Dossier Nouvelle donne sur les marchés

Les Bourses asiatiques connaissent des retournements de situation

le 02/05/2013 L'AGEFI Hebdo

Hong Kong voit son étoile pâlir tandis que Singapour et Kuala Lumpur montent. Les émetteurs européens y représentent la part congrue.

Première place d’Asie (hors Japon) en termes de capitalisation boursière, la Bourse de Hong Kong demeure une plate-forme essentiellement dédiée aux entreprises issues de Chine continentale. Fin février 2013, celles-ci représentaient en effet plus de 47 % du nombre de sociétés cotées, 57 % de la valeur des titres et 72 % du volume d’actions échangées.

Traditionnellement, il n’était possible de coter à Hong Kong que des émetteurs issus soit de cette région administrative spéciale, soit de Chine continentale, soit des Bermudes, soit enfin des îles Caïmans. 560 des 736 entreprises chinoises cotées à Hong Kong sont d’ailleurs établies dans ces juridictions

offshore. Mais depuis quelques années, la Bourse de Hong Kong autorise également les émetteurs de vingt autres juridictions à s’y faire coter, dont l’Allemagne, Chypre, la France, l’Italie, le Luxembourg, le Royaume-Uni et les îles anglo-normandes.

Un français précurseur

Le groupe de cosmétiques français L’Occitane (installé au Luxembourg) a été le précurseur du mouvement en 2009, ce qui lui a plutôt porté chance, son cours ayant progressé de plus de 56 % depuis. Les autres émetteurs internationaux ayant réussi leur entrée à Hong Kong incluent l’italien Prada en 2011 (le titre a doublé depuis), ainsi que le bagagiste Samsonite, également en 2011, avec un cours en hausse de plus de 33 %, même s'il a longtemps coté en dessous de son prix d’émission et seulement commencé à décoller lors du désengagement de son actionnaire CVC, à travers une série de reclassements de blocs.

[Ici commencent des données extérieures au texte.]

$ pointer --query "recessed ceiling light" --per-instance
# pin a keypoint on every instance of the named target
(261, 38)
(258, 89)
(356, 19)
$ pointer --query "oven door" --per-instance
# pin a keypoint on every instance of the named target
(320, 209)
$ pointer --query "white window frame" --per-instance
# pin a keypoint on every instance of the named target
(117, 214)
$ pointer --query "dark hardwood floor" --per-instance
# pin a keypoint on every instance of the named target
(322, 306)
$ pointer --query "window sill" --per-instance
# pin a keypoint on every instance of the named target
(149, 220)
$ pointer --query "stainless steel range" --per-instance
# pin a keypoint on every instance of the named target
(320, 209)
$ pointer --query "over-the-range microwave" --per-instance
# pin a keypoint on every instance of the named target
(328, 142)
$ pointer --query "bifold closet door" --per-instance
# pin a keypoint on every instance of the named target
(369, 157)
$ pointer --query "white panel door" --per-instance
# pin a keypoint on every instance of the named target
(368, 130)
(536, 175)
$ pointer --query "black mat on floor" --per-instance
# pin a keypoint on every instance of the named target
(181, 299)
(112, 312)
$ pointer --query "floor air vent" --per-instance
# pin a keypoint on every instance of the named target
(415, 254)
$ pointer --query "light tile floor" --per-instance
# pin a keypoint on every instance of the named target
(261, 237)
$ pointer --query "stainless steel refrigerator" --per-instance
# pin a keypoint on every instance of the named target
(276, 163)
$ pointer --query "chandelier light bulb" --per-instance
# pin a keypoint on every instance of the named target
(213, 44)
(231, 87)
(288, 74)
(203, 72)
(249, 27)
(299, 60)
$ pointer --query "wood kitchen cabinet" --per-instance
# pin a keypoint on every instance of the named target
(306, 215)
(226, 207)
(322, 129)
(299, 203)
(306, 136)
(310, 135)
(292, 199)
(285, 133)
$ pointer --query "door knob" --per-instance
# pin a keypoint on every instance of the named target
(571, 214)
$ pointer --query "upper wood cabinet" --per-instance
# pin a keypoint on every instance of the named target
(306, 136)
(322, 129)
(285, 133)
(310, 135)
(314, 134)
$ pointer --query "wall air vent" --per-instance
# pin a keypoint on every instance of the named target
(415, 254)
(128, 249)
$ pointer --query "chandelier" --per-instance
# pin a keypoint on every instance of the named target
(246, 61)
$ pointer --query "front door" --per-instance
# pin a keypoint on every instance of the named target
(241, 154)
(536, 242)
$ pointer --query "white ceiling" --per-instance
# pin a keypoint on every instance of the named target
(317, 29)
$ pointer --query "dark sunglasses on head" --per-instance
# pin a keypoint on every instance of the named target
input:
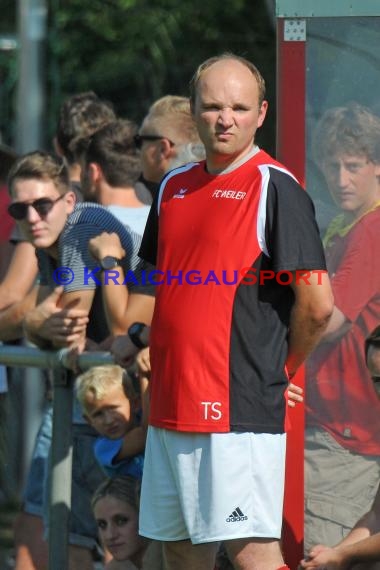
(139, 139)
(19, 210)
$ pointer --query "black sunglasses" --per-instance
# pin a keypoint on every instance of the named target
(139, 139)
(19, 210)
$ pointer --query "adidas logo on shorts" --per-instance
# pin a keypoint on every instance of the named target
(236, 516)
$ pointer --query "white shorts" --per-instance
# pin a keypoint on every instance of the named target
(212, 487)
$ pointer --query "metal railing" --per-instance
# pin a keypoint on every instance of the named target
(61, 446)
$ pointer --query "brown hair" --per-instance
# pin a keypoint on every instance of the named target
(40, 166)
(124, 488)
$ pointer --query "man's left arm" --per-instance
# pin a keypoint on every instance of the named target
(312, 309)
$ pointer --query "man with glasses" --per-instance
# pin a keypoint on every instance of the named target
(362, 544)
(342, 449)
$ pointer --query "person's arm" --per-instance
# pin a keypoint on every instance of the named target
(294, 395)
(310, 315)
(20, 276)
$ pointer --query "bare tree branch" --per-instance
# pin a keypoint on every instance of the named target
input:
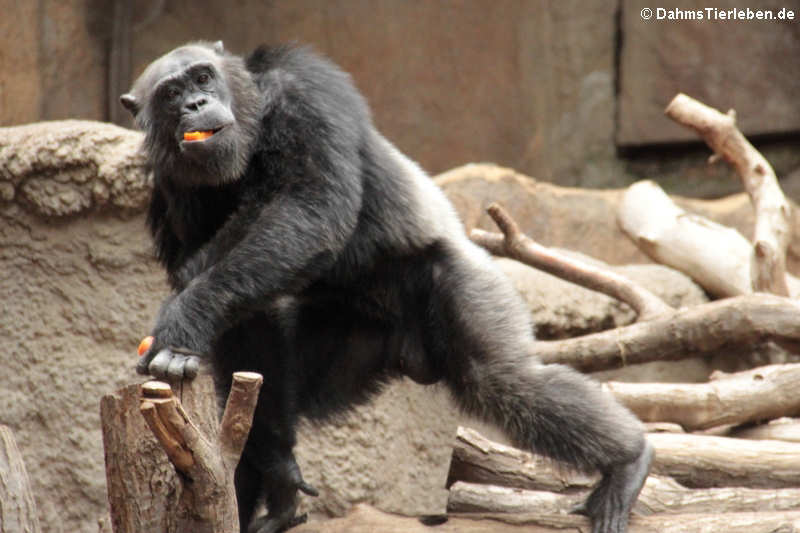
(774, 215)
(516, 245)
(688, 332)
(659, 495)
(760, 394)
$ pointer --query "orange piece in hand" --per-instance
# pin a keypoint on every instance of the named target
(197, 135)
(145, 345)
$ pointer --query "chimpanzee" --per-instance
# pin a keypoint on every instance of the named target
(301, 244)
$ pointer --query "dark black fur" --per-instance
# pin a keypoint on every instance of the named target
(302, 245)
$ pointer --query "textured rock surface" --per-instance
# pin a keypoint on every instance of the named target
(78, 289)
(705, 59)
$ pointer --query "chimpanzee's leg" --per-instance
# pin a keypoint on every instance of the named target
(549, 409)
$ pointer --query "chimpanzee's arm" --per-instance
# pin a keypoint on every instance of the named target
(290, 241)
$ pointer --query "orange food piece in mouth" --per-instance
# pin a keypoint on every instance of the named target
(197, 135)
(145, 345)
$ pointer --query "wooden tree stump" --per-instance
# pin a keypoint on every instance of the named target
(169, 463)
(17, 506)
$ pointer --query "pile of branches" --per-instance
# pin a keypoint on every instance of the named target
(727, 451)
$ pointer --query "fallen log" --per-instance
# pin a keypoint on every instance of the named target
(715, 256)
(686, 333)
(17, 506)
(701, 461)
(695, 461)
(516, 245)
(763, 393)
(365, 519)
(659, 495)
(169, 463)
(774, 214)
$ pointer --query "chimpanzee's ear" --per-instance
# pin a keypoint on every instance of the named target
(130, 103)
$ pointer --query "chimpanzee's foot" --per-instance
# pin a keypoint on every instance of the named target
(282, 500)
(609, 504)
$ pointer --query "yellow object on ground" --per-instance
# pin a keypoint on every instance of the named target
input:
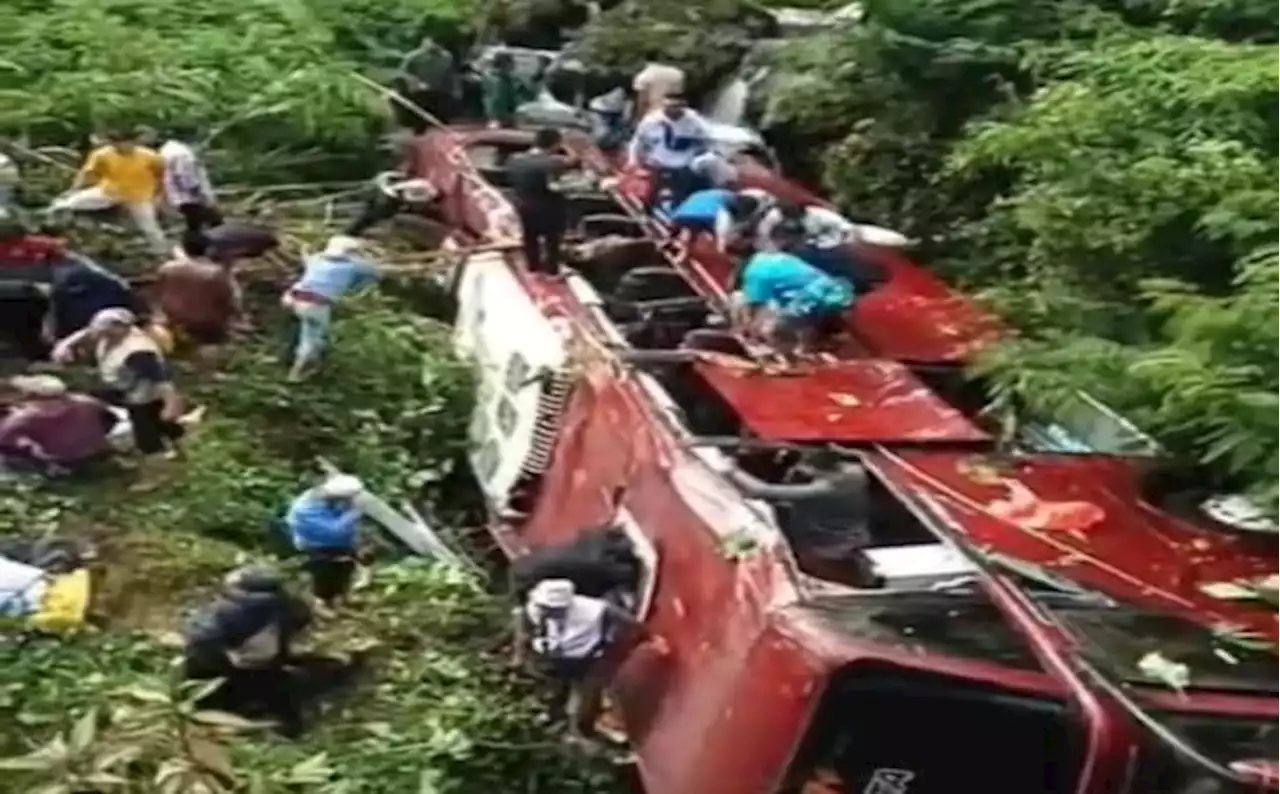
(65, 603)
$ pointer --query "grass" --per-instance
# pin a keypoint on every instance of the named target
(438, 710)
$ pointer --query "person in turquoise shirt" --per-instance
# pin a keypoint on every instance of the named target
(325, 279)
(698, 213)
(805, 301)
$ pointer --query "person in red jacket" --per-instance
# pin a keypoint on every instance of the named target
(53, 430)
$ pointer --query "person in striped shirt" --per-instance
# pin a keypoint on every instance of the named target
(187, 187)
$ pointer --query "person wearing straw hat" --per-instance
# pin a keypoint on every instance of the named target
(327, 278)
(51, 430)
(135, 374)
(324, 524)
(580, 642)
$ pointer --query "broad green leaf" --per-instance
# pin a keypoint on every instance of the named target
(83, 731)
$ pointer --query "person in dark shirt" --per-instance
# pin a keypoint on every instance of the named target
(78, 291)
(229, 242)
(542, 206)
(245, 637)
(828, 516)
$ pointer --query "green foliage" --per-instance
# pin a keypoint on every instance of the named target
(890, 95)
(439, 707)
(1104, 172)
(707, 40)
(266, 80)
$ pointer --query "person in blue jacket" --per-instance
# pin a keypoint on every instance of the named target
(805, 301)
(327, 278)
(698, 214)
(324, 523)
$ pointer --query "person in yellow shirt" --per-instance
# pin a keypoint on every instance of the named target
(122, 174)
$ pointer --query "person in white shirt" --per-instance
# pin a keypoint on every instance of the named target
(654, 83)
(186, 183)
(667, 142)
(580, 640)
(821, 237)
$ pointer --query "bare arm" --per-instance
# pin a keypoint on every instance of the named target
(88, 173)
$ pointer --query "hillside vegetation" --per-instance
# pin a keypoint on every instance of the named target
(270, 85)
(1104, 172)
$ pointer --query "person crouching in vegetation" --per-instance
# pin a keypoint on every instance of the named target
(78, 291)
(324, 523)
(503, 91)
(581, 642)
(135, 375)
(196, 299)
(327, 277)
(53, 432)
(122, 173)
(245, 638)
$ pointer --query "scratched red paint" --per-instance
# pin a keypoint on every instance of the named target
(914, 316)
(723, 711)
(854, 401)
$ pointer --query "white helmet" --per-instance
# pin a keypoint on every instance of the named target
(341, 487)
(552, 594)
(416, 191)
(342, 245)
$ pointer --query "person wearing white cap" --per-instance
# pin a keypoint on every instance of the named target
(327, 277)
(393, 194)
(580, 640)
(135, 374)
(51, 430)
(324, 523)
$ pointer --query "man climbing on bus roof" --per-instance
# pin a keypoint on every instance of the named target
(739, 226)
(827, 524)
(666, 142)
(698, 214)
(654, 83)
(581, 642)
(539, 197)
(805, 302)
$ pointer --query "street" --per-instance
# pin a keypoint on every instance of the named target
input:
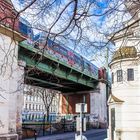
(94, 134)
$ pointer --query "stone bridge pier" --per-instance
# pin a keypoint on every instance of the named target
(11, 85)
(95, 100)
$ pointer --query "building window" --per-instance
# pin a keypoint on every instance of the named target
(29, 106)
(119, 75)
(130, 74)
(33, 107)
(112, 77)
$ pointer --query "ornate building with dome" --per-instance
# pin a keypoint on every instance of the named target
(124, 100)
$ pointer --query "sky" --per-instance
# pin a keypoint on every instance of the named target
(99, 27)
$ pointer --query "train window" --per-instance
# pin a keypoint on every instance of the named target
(56, 48)
(63, 51)
(77, 59)
(87, 66)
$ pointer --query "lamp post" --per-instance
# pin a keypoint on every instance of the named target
(44, 119)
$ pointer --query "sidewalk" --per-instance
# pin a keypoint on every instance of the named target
(67, 136)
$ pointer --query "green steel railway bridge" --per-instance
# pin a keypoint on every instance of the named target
(45, 70)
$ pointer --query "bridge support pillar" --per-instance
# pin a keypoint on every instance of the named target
(11, 90)
(69, 102)
(98, 103)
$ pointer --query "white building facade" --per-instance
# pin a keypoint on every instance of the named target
(34, 108)
(124, 102)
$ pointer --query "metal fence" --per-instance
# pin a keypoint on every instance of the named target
(62, 124)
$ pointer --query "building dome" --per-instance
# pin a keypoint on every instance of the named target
(125, 52)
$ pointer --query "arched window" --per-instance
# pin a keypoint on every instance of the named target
(130, 74)
(119, 75)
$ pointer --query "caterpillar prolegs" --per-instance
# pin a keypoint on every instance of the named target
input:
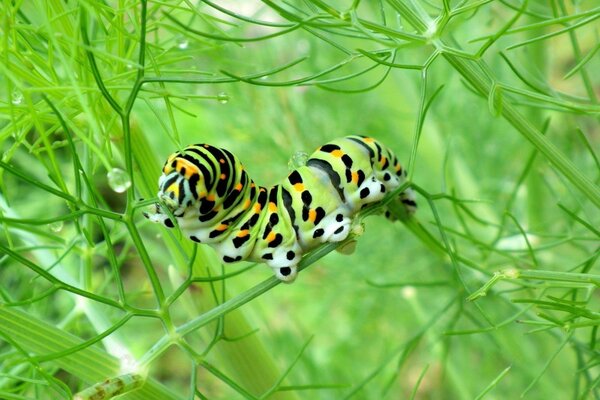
(215, 202)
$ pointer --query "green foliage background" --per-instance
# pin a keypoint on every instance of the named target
(492, 105)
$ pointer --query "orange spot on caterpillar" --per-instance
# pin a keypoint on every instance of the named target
(174, 187)
(312, 215)
(190, 168)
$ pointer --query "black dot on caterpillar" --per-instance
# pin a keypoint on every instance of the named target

Les autres émetteurs internationaux, dont le producteur d’aluminum russe AC Rusal (établi à Jersey), le trader de matières premières suisse Glencore, ainsi que des sociétés canadiennes et japonaises, ont été moins chanceux avec des performances boursières en berne et des volumes de cotation parfois très faibles, surtout comparés à leur flottant et à ceux d’entreprises chinoises de taille similaire.

Les groupes exploitant des marques mondialement connues - et bien implantées en Asie, en en particulier en Chine, notamment dans les secteurs du luxe et des biens de consommation - ont bien tiré leur épingle du jeu. Les sociétés issues d’autres industries ont, elles, plutôt raté leur cotation à Hong Kong.

Au cours des deux dernières années, Hong Kong a d’ailleurs accueilli un nombre décroissant d’introductions en Bourse (IPO). La source de privatisations en provenance de Chine continentale s’est progressivement tarie, et la qualité des émetteurs du secteur privé a laissé à désirer, ce qui a conduit la Bourse à se focaliser sur d’autres marchés - les matières premières, avec le rachat du London Metal Exchange, les obligations, et les transactions en yuans offshore. A la mi-mars, les IPO à Hong Kong ne représentaient qu’un peu plus d’un milliard de dollars cette année, contre plus de 5 à New York - loin derrière Tokyo, Francfort ou même Singapour.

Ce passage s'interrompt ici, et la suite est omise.